Six years ago, Mexico was the world’s ninth largest exporter of cars. Today the country is ranked fourth—behind Germany, Japan and South Korea—with exports expected to total more than 2.14 million vehicles this year.
One in 10 cars sold last year in the U.S. was made in Mexico. Next year, every new taxi in New York’s fleet—made by Nissan Motor Co.—will carry the “Hecho en Mexico” label. Mexico is now exporting vehicles to China, and even helped Japan keep up with orders after last year’s tsunami.
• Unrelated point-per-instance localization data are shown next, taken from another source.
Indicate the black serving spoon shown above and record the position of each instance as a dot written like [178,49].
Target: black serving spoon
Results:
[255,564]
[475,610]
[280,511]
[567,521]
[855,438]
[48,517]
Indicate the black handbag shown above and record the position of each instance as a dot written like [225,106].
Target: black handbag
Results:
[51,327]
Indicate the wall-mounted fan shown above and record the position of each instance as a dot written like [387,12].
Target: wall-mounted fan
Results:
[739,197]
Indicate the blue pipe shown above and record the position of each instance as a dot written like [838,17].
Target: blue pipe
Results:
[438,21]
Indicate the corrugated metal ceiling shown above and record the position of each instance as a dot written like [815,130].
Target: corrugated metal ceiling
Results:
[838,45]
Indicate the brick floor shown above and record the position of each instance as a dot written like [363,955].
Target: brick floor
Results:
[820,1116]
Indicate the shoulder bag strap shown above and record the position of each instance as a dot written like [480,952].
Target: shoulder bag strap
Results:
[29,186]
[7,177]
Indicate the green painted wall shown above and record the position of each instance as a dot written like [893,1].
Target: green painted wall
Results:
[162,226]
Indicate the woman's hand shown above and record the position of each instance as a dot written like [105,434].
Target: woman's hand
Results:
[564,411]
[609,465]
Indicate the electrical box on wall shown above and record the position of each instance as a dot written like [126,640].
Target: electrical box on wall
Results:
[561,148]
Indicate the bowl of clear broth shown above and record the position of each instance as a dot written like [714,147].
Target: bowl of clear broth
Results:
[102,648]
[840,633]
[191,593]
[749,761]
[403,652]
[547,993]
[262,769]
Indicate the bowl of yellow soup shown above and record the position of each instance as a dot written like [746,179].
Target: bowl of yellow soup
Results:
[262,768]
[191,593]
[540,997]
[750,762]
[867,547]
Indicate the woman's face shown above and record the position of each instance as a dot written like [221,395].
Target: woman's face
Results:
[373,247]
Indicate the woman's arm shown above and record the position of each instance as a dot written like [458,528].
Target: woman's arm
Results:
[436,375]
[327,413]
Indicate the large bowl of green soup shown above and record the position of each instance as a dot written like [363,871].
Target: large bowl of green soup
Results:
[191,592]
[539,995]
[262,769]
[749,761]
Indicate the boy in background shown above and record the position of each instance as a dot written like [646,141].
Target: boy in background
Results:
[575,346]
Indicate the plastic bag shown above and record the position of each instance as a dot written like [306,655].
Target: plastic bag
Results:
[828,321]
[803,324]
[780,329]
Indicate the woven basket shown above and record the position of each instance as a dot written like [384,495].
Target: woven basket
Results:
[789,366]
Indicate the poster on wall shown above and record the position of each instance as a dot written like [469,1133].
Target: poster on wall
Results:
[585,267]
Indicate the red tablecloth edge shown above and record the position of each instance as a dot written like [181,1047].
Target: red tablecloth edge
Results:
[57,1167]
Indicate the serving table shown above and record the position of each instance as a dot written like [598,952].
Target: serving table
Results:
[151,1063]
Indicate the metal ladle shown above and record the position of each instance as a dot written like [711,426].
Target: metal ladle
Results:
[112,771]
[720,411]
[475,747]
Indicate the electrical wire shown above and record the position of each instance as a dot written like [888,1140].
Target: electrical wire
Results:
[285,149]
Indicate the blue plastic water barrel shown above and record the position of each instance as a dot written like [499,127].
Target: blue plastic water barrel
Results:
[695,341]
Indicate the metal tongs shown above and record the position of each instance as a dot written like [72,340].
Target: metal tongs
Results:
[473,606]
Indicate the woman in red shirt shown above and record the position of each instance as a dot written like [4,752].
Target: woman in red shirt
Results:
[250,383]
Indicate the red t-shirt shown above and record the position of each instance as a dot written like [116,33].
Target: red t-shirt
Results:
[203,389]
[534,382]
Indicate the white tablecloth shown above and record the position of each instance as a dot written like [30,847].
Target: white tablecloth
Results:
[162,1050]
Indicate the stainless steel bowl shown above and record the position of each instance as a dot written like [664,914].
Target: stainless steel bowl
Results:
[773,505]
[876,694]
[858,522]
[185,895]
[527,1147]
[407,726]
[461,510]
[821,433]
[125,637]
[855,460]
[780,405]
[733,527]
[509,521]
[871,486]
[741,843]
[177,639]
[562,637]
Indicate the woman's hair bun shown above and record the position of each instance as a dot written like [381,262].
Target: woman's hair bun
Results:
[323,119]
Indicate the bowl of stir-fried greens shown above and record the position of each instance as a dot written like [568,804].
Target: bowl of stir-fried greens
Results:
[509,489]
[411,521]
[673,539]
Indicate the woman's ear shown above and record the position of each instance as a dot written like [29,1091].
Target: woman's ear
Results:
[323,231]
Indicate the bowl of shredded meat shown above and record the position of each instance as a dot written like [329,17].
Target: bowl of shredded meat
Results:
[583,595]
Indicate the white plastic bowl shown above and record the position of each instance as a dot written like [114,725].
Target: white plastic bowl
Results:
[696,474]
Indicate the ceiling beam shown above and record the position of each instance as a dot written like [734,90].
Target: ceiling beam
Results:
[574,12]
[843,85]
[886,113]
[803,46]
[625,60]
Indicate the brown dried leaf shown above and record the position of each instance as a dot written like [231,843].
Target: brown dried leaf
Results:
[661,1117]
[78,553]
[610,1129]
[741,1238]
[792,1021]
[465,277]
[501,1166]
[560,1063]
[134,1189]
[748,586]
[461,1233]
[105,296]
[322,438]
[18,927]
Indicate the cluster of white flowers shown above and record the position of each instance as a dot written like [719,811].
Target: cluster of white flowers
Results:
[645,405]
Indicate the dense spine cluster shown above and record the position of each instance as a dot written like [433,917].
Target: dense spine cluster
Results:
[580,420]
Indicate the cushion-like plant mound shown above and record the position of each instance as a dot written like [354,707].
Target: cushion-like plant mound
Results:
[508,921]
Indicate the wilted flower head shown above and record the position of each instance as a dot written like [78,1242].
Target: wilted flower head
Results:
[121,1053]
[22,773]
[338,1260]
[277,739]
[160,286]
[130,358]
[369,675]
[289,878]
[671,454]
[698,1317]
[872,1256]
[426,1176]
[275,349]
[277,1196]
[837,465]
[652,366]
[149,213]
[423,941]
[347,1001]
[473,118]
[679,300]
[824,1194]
“Mexico is extremely competitive,” Carlos Ghosn, Nissan’s chief executive, said in an interview. Plants in Mexico operate more hours a year than other Nissan facilities world-wide. “You can run your plants with practically no limits if you want,” he said.
Cars have been manufactured cheaply in Mexico for decades, thanks to low wages (about $3 per hour) and proximity to the U.S. market. But the Mexican car industry has since developed another advantage: The efficiency of some of its factories is now on par with Japanese plants.
The country’s productivity has set new industry benchmarks. Nissan’s Aguascalientes plant, for example, experimented with a new production scheme that allowed the plant to operate 23 hours a day, six days a week. Studies conducted by Nissan of its Mexican-made compact car Versa showed a quality level equal to cars from its plant in Oppama, Japan.
International auto-parts suppliers are also setting up shop near the factories, and the drug cartels have left them alone thus far. Let’s hope they continue to operate in peace. A stable, prosperous Mexico where there might have been a failed narco-state is very much in America’s interests, especially as the two countries become ever-more intertwined.